SSRN is the Tortoise, Not the Hare

by Kevin Jon Heller

In April, I ranted about the molasses-like slowness with which SSRN approves new or revised essays. I was assured by an SSRN executive kind enough to reply that the system was going to be improved in the near future — 24 hours for revisions, at most a couple of days for new essays.

Five months have passed, long enough to see if any improvements have been made. My last two revisions each took eight days to be approved. A new essay I recently submitted is now on day five — and counting. And the new essay I posted before that took a week.

I guess conservatives are right after all about paternalistic bureaucracies being inefficient. Consider this an open thread — I would appreciate hearing from our readers about their experiences with SSRN over the past few months.

UPDATE: Less than 90 minutes after I wrote this post, SSRN approved my latest submission. (See above.) A coincidence? Perhaps — but it’s worth pointing out that one of my colleagues posted an essay 24 hours before I posted mine, and he is still waiting for it to be approved…

http://opiniojuris.org/2007/09/19/ssrn-is-the-tortoise-not-the-hare/

2 Responses

  1. How many times did I think about requesting an open thread here.

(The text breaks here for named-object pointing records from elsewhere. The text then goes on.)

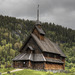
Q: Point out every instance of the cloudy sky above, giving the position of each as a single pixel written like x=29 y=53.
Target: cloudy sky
x=60 y=12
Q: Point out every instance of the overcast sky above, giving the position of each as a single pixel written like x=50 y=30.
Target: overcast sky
x=60 y=12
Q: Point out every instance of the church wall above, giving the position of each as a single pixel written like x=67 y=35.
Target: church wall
x=38 y=65
x=53 y=66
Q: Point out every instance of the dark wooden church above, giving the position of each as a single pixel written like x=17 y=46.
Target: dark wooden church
x=38 y=52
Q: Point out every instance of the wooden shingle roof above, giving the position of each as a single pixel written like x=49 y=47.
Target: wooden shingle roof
x=46 y=45
x=35 y=58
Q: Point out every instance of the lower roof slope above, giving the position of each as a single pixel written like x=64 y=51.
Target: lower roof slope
x=45 y=45
x=36 y=58
x=48 y=46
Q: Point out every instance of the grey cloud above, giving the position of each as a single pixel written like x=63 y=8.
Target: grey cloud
x=57 y=11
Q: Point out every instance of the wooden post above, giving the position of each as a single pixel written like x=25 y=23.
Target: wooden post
x=0 y=73
x=29 y=64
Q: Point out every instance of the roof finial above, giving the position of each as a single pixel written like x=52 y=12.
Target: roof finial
x=38 y=15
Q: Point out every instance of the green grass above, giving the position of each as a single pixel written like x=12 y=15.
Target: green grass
x=5 y=69
x=33 y=72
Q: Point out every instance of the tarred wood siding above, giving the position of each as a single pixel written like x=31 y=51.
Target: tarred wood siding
x=38 y=65
x=53 y=66
x=34 y=45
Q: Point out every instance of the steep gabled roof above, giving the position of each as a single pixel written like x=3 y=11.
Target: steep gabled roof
x=36 y=58
x=40 y=30
x=48 y=46
x=45 y=45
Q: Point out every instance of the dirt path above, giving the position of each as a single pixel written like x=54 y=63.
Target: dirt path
x=13 y=71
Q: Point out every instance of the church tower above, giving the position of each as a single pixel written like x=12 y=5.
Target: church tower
x=38 y=31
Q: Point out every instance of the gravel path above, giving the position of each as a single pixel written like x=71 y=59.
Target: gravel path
x=13 y=71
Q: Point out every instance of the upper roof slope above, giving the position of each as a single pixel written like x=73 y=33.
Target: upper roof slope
x=45 y=45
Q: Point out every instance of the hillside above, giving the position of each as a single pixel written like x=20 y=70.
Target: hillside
x=13 y=33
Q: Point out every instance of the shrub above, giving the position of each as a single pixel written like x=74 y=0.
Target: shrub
x=49 y=73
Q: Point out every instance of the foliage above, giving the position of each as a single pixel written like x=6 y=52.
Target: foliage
x=13 y=33
x=33 y=72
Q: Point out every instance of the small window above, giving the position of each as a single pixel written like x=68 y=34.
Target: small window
x=24 y=62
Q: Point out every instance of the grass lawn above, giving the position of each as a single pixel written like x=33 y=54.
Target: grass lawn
x=5 y=69
x=33 y=72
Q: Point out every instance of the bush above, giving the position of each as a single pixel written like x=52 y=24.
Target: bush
x=72 y=69
x=49 y=73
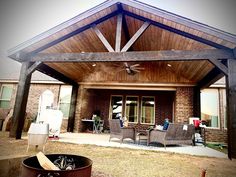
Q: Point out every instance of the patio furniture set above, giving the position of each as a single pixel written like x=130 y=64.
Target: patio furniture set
x=176 y=134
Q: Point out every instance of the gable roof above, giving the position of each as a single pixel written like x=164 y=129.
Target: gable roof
x=135 y=12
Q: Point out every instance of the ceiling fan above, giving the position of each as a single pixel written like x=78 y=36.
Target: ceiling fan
x=132 y=69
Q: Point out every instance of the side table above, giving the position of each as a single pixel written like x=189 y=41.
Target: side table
x=142 y=135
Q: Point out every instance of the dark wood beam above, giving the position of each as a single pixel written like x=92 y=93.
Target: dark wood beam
x=213 y=76
x=33 y=67
x=219 y=65
x=55 y=74
x=118 y=32
x=75 y=32
x=169 y=55
x=180 y=20
x=135 y=36
x=231 y=108
x=18 y=118
x=62 y=26
x=176 y=31
x=71 y=120
x=103 y=39
x=196 y=102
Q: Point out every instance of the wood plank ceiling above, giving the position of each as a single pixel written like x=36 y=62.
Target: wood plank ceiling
x=153 y=39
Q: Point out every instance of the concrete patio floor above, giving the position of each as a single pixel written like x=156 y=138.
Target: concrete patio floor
x=103 y=140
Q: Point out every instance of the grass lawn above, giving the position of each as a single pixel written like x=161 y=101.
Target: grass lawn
x=218 y=147
x=123 y=162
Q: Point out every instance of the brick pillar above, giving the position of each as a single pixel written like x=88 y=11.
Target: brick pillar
x=183 y=104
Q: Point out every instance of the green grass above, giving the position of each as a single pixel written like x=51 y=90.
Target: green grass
x=218 y=147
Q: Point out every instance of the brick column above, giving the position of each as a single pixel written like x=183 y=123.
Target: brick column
x=183 y=104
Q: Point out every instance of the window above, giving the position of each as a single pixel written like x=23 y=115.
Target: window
x=116 y=107
x=148 y=110
x=5 y=96
x=224 y=108
x=64 y=100
x=210 y=107
x=131 y=108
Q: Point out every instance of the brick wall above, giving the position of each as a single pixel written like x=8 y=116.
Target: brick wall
x=34 y=94
x=216 y=135
x=33 y=100
x=183 y=104
x=89 y=100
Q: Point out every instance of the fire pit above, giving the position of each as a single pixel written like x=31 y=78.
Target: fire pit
x=69 y=165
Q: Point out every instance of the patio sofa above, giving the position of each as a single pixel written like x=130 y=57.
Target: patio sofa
x=121 y=133
x=175 y=134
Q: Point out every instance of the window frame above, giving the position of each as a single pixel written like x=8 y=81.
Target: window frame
x=59 y=100
x=142 y=110
x=110 y=107
x=218 y=108
x=137 y=108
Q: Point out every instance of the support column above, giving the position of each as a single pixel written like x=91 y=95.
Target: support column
x=231 y=107
x=21 y=101
x=71 y=120
x=196 y=102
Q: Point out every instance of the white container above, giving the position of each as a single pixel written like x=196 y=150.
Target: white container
x=38 y=135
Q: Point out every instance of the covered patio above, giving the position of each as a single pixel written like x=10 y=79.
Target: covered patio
x=126 y=46
x=103 y=140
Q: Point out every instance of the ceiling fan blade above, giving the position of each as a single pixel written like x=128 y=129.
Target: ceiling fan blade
x=139 y=68
x=135 y=70
x=135 y=65
x=126 y=64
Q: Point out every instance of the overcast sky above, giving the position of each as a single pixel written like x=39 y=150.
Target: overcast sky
x=21 y=20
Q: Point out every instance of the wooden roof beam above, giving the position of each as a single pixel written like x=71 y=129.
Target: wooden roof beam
x=118 y=32
x=169 y=55
x=179 y=19
x=176 y=31
x=75 y=32
x=33 y=67
x=55 y=74
x=103 y=39
x=213 y=76
x=135 y=36
x=219 y=65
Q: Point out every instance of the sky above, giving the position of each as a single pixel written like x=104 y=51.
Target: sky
x=21 y=20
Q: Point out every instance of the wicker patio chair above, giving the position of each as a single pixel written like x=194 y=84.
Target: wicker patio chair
x=116 y=131
x=175 y=134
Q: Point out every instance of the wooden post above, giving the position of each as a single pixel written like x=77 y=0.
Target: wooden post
x=71 y=120
x=21 y=101
x=196 y=102
x=231 y=107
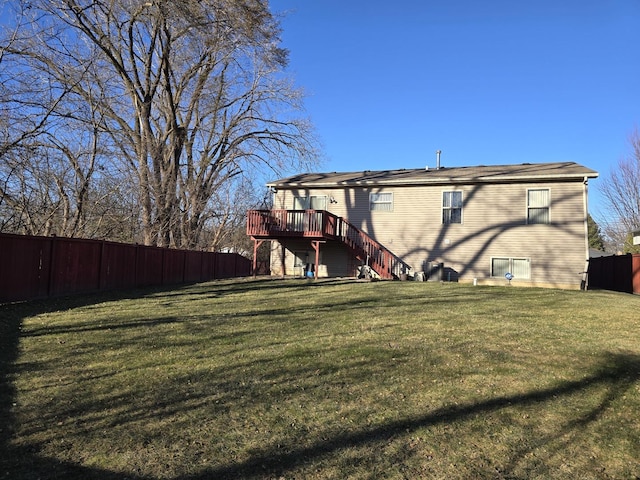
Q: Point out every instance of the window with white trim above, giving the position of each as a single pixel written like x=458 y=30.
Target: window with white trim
x=451 y=207
x=382 y=202
x=518 y=267
x=312 y=202
x=538 y=206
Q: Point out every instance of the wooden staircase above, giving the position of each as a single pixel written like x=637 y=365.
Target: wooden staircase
x=322 y=225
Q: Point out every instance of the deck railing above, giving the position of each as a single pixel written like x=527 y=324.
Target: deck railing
x=322 y=224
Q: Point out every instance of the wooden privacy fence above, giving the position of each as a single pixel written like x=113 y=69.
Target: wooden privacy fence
x=620 y=273
x=37 y=267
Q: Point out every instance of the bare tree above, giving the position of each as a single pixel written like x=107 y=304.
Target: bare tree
x=188 y=95
x=621 y=189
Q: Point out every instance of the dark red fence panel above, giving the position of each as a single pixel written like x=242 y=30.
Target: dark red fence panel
x=194 y=267
x=118 y=266
x=173 y=267
x=25 y=263
x=37 y=267
x=148 y=266
x=620 y=273
x=635 y=269
x=75 y=266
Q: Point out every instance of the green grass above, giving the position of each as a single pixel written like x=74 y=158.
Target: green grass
x=284 y=379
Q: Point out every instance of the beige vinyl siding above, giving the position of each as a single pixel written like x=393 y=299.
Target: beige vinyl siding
x=494 y=225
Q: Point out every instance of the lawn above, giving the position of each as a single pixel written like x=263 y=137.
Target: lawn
x=284 y=379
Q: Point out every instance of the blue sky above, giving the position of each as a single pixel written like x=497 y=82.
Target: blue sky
x=492 y=82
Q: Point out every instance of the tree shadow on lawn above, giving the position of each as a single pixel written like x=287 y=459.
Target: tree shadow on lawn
x=617 y=374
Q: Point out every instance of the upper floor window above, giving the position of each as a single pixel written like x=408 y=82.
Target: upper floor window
x=312 y=202
x=451 y=207
x=538 y=205
x=381 y=202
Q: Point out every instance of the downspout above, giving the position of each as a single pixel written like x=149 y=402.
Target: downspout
x=585 y=276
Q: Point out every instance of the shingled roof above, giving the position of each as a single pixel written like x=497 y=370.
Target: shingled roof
x=524 y=172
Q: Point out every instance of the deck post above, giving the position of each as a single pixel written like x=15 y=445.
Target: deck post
x=316 y=246
x=256 y=245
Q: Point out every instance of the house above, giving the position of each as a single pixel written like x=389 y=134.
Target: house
x=467 y=224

I wuld thing that many here would be interested in hearing news from other parts of the world, specially those that won’t get attention here in the US.

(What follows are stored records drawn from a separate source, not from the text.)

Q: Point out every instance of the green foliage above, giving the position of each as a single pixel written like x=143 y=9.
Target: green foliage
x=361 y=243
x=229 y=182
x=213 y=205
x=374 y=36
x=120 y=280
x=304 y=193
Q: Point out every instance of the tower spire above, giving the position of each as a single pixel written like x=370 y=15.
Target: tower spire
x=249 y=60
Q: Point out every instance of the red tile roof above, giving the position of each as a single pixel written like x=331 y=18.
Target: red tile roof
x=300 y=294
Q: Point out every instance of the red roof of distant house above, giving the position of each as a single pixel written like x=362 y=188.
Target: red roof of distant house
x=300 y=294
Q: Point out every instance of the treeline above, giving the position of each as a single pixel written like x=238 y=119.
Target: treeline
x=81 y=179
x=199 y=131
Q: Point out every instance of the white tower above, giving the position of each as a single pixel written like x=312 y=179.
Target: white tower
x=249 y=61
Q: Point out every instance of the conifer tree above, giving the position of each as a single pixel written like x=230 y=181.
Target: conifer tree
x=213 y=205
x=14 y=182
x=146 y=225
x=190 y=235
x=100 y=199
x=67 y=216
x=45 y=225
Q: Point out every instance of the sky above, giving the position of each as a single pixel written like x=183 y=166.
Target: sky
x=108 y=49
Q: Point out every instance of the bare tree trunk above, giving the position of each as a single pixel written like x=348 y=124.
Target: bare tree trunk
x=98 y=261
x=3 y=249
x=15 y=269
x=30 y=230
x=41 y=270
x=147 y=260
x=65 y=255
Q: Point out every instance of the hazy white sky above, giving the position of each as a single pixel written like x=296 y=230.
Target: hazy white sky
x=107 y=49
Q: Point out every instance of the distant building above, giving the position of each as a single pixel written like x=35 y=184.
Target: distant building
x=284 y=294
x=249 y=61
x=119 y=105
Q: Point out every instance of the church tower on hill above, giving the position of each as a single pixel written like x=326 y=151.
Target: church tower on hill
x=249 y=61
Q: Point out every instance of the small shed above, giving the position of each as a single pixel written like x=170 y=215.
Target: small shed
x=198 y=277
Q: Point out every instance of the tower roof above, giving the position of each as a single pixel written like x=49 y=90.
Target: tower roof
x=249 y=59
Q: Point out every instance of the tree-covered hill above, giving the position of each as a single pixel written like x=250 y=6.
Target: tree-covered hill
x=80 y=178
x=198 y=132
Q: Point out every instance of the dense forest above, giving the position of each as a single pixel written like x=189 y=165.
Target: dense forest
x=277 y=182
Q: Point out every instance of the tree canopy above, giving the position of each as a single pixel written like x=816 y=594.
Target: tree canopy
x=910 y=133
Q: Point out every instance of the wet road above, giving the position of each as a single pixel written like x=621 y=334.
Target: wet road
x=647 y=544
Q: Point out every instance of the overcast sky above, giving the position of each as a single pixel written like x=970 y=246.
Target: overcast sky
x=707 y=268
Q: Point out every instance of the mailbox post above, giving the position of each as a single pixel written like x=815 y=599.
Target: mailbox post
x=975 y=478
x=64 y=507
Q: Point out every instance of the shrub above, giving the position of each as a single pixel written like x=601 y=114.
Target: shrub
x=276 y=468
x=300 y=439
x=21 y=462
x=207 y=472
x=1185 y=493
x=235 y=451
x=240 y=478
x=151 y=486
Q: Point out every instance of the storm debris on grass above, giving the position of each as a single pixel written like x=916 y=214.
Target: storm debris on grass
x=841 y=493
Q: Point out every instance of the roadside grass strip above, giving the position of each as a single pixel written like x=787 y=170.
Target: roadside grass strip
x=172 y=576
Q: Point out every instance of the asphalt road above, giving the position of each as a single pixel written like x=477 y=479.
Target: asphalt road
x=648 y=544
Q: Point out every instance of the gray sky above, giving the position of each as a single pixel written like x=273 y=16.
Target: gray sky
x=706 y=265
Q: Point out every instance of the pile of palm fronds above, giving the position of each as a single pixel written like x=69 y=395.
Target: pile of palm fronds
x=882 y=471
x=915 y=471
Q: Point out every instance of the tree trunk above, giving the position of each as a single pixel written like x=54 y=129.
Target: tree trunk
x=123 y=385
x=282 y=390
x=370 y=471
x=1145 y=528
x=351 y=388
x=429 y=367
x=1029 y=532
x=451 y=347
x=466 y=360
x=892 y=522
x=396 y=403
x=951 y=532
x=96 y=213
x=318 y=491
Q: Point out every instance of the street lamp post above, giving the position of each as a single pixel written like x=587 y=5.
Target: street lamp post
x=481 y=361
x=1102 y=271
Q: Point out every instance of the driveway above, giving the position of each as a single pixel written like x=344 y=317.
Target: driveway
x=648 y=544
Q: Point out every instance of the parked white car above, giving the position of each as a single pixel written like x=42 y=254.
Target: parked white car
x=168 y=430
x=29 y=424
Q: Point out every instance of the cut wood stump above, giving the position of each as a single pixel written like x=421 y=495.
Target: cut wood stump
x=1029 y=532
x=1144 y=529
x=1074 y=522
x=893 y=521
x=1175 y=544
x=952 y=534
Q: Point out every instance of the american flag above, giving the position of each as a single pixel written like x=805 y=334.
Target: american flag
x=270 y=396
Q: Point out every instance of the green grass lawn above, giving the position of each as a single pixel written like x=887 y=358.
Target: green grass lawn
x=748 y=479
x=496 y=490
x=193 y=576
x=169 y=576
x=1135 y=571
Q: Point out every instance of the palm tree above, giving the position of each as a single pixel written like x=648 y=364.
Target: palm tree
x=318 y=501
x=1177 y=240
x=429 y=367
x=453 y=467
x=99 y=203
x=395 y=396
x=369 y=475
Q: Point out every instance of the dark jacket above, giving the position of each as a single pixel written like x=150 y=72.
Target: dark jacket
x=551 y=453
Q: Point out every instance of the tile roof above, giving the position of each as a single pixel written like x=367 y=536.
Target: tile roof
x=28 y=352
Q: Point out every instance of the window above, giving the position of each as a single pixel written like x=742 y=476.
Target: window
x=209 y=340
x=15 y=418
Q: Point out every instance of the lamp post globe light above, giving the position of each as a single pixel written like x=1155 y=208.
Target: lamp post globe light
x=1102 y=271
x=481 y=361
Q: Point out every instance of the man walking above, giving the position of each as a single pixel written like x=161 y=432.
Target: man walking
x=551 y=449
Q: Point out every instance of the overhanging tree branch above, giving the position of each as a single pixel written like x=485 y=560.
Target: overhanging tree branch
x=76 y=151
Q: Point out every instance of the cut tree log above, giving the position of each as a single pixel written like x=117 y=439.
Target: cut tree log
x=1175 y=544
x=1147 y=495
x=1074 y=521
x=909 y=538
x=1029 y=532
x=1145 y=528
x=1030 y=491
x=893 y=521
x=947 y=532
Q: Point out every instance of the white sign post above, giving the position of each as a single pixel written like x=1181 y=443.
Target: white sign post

  2. In a radio interview,Paraguayan human rights activist and lawyer, Martín Almada (he discovered the “terror files”)said that during the 90′s democratic governments would meet and exchange information regarding “subversives” in at least three opportunities (in 1995 in Bariloche, Argentina, in 97 in Quito, ecuador and in 99 in La Paz Bolivia. Almada made particular mention of former president Carlos menem and Pinochet. This has been refered as Condor II.